# L'Hôpital's rule

## 1 Quick recap

Limit of a function is a fundamental concept in calculus and analysis concerning the behavior of that function near a particular input.

Examples:

• $$\lim_{x \to 2} x = 2$$
• $$\lim_{x \to 5} (x-1) = 4$$
• $$\lim_{x \to 0} x^2 = 0$$
• $$\lim_{x \to 0} \sin(x) = 0$$

## 2 Fact

Limit of a fraction of two functions equals to the fraction of limits of those two functions.
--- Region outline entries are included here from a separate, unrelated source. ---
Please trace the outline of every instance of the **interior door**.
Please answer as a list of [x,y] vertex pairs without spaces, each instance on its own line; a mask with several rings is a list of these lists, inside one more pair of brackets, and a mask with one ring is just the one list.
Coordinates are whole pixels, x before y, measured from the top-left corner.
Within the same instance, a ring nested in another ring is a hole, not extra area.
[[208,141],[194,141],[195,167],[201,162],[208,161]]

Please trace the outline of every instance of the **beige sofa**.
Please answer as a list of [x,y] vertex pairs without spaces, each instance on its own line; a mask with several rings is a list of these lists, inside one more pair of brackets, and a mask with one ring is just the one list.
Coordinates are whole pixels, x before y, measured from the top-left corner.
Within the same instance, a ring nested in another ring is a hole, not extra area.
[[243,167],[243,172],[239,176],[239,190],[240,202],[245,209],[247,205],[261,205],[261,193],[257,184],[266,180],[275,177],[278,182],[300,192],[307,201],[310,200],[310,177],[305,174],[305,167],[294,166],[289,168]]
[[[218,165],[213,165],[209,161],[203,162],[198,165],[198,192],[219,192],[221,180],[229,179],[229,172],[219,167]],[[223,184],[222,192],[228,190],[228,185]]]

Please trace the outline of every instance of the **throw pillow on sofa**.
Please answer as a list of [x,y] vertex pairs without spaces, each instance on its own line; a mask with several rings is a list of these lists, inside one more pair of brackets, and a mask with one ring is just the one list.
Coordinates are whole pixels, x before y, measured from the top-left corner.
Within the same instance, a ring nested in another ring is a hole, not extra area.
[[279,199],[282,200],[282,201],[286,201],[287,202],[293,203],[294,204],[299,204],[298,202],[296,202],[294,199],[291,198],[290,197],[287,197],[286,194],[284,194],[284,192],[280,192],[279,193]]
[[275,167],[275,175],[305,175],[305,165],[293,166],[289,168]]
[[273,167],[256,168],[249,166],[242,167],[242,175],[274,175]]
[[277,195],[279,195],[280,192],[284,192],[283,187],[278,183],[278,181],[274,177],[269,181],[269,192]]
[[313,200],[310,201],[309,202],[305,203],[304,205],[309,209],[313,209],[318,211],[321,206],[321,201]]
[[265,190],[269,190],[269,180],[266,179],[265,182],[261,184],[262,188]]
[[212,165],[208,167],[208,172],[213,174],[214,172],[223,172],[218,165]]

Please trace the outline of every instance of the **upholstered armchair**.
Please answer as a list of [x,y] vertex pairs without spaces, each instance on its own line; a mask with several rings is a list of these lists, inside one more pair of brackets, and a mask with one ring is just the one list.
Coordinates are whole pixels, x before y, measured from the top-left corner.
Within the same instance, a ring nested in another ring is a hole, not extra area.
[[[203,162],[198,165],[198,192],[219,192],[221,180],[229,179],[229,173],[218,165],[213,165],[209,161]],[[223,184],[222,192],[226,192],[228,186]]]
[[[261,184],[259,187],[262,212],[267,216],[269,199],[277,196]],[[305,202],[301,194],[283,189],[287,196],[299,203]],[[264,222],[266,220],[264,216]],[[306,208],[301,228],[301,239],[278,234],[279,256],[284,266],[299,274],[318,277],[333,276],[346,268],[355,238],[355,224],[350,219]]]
\begin{equation*} \lim_{x \to a} \frac{f(x)}{g(x)} = \frac{\lim_{x \to a}f(x)}{\lim_{x \to a}g(x)} \end{equation*}

Examples:

• $$\lim_{x \to 3} \frac{x-1}{x+2} = \frac{\lim_{x \to 3}(x-1)}{\lim_{x \to 3}(x+2)} = \frac{2}{5}$$

## 3 Motivation

What if our limit of functions is undefined? In essence, what if our final fraction is $$\frac{0}{0}$$ or $$\frac{\infty}{\infty}$$?

Examples:

• $$\lim_{x \to 0} \frac{\sin(x)}{x} = \frac{\lim_{x \to 0} \sin(x)}{\lim_{x \to 0} x} = \frac{0}{0}$$
• $$\lim_{x \to \infty} \frac{x}{e^x} = \frac{\lim_{x \to \infty} x}{\lim_{x \to \infty} e^x} = \frac{\infty}{\infty}$$

## 4 Definition

Let $$f$$ and $$g$$ be both differentiable (derivatives $$f'$$ and $$g'$$ exist and are defined), if $$\lim_{x \to a} f(x) = \lim_{x \to a} g(x) = 0$$ or $$\pm \infty$$ for all $$x$$ in the domain with $$x \neq a$$, then

\begin{equation*} \lim_{x \to a} \frac{f(x)}{g(x)} = \lim_{x \to a} \frac{f'(x)}{g'(x)} \end{equation*}

## 5 Worked examples

Recall some examples from Motivation

\begin{align*} \lim_{x \to 0} \frac{\sin(x)}{x} & = \lim_{x \to 0} \frac{(\sin(x))'}{(x)'} \\ & = \lim_{x \to 0} \frac{\cos(x)}{1} \\ & = \lim_{x \to 0} \cos(x) = 1 \end{align*}

This means that as $$x$$ gets infinitely small, $$\sin(x)$$ and $$x$$ tend to have the same value!

## 6 Extra example

Our second example from motivation

\begin{align*} \lim_{x \to \infty} \frac{x}{e^x} & = \lim_{x \to \infty} \frac{(x)'}{(e^x)'} \\ & = \lim_{x \to \infty} \frac{1}{e^x} \\ & = \frac{1}{\lim_{x \to \infty} e^x} = 0 \end{align*}

So as $$x$$ gets infinitely large, $$e^x$$ is getting larger much quicker than $$x$$ does!